One gene controls sex preference in mate choice
Peg13 regulates genes for behavioral control
The Peg13 gene plays an essential role in the development of social brain functions and in mate choice. Maryam Keshavarz and Diethard Tautz of the Max Planck Institute for Evolutionary Biology have shown this with the help of behavioral experiments in mice. The gene is also found in humans.
Normally, both gene copies inherited from the mother and father are active in the offspring. However, the mammalian genome contains about a hundred genes in which only one of the parental copies is active. This phenomenon is called "genomic imprinting" and occurs primarily in mammals. The gene Peg13 (paternally expressed gene 13) is active only on the paternal chromosome and has a key role in the regulation of brain development. Animals carrying a mutation of this gene prefer same-sex mates, show higher levels of anxiety, decreased activity and curiosity, and a lack of maternal care.

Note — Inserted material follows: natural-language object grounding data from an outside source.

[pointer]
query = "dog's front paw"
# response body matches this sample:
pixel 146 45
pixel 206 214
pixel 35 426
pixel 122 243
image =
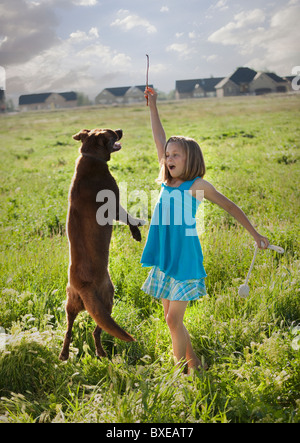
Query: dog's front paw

Peg13 is required for the regulation of genes with basic synapse and receptor functions, as well as for the regulation of a number of other genes that show genomic imprinting and control of behavioral responses. When Peg13 is absent, the differences between male and female brains become greater, meaning the normal role of the gene is to make the brains of the sexes more similar to each other. Peg13 is expressed only as RNA and does not code for a protein. The gene sequence evolves very rapidly in evolutionary terms and it is therefore possible that it is also involved in speciation processes via the control of mate preference.